Escancarando a cassação de Dilma

Celso de Mello,do STF, autorizou que Ricardo Pessoa fale ao TSE. Se repetir o que já falou à Justiça sobre como financiou a campanha de Dilma Rousseff com dinheiro sujo do petrolão (e não é certo que o fará, a porta para a cassação do mandato da petista ficará escancarada. Aberta, já está, por causa da gráfica fantasma descoberta por nós. (O Antagonista)

Delírios na Rússia

O FMI projetou que o PIB do Brasil deve cair 1,5% em 2015. Para 2016, o crescimento esperado saiu de 1% para 0,7%.  Enquanto isso, na Rússia, Dilma Rousseff disse que o Fundo está “reduzindo para baixo todas as estatísticas, em qualquer lugar do mundo” e que espera uma recuperação rápida da economia brasileira.
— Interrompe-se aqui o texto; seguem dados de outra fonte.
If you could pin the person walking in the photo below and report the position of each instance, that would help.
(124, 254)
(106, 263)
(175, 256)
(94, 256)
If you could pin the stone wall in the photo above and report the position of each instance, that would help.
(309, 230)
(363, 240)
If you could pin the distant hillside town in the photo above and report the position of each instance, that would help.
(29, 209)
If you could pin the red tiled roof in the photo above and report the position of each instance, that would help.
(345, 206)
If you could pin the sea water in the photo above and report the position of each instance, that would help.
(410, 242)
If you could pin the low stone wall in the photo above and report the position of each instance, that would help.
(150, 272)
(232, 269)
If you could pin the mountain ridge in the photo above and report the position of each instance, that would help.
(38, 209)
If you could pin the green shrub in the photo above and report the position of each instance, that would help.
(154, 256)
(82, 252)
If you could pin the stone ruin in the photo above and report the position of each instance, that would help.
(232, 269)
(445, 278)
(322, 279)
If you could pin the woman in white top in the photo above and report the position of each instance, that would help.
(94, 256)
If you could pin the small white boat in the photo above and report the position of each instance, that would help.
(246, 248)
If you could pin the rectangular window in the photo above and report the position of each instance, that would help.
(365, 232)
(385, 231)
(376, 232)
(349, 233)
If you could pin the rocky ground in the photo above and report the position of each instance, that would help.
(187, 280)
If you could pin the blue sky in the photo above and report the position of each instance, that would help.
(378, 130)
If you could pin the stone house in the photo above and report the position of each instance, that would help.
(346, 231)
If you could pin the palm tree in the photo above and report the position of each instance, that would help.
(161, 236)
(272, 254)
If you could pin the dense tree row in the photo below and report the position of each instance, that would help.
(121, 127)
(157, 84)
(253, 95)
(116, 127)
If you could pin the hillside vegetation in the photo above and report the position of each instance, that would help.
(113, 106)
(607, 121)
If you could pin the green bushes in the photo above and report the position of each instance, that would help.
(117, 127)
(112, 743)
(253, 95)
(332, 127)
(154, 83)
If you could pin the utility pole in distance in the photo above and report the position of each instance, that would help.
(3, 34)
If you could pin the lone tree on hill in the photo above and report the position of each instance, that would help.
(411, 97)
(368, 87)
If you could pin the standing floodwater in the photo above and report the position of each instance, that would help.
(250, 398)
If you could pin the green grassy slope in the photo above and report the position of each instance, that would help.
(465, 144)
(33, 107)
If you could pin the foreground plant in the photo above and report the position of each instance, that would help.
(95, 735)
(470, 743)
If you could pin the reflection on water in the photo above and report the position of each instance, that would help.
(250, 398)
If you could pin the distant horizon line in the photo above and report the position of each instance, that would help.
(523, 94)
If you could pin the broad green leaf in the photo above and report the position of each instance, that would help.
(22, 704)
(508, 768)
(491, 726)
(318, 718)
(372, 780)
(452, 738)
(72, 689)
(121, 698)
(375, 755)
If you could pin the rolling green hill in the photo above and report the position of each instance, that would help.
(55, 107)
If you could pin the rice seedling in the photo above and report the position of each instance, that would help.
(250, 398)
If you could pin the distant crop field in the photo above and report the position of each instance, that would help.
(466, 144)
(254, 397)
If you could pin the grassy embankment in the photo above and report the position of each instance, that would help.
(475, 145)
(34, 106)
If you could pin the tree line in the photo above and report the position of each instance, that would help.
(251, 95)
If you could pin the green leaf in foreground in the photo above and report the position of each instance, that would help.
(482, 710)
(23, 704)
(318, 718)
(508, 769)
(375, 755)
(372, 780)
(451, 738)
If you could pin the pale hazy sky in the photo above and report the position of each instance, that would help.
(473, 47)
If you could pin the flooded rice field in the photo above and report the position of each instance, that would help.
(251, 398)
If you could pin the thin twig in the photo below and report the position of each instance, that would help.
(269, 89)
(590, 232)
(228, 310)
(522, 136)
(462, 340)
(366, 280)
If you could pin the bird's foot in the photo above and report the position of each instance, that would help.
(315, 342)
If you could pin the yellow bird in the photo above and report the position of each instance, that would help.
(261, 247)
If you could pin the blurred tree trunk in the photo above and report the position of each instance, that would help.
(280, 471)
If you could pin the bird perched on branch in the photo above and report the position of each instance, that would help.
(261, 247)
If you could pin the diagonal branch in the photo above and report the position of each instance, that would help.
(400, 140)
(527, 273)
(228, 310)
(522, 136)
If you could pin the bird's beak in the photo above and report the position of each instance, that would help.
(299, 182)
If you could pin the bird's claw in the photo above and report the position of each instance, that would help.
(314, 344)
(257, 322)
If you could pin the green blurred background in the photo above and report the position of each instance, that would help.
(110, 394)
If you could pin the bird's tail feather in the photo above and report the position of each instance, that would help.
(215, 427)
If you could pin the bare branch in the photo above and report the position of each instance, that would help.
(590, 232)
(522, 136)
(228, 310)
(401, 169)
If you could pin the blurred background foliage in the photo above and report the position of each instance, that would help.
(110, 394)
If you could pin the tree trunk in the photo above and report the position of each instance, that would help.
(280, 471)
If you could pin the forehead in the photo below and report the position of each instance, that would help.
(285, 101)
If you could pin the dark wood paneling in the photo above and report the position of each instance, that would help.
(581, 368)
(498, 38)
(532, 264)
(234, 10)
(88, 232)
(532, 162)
É uma desparafusada. (O Antagonista)

Maduro, tirano e ladrão

Após grande estardalhaço e duas comitivas de senadores à Venezuela, nenhum político brasileiro deu bola para a denúncia feita por Lilian Tintori, mulher de Leopoldo López, líder da oposição preso por Nicolás Maduro. A ativista usou o Twitter ontem para afirmar que Leopoldo López não compareceu a uma audiência do processo contra ele porque “roubaram seus documentos para a defesa, tiraram suas anotações, tudo o que ele escreve para se defender. Roubaram tudo que ele tem para se defender”.

Bradesco X Bancoop

A Justiça determinou ontem, em segunda instância, que o Bradesco não poderá fechar imediatamente as 37 contas da Bancoop, suspeitas de lavagem de dinheiro pelo banco. Os desembargadores do TJ de São Paulo deram seis meses para que a cooperativa encerre suas atividades com a instituição. Embora a Bancoop tenha saído vencedora no pleito, vale destacar trecho da decisão: “Entretanto, não se pode deixar de levar em o consideração que a agravante apresenta fato notório de desvios e irregularidades com lesão aos consumidores e centenas de contratos não cumpridos, justificando, assim, o procedimento pretendido pelo banco”. A Bancoop é aquela do Lula, do João Vaccari e da inefável Rose.....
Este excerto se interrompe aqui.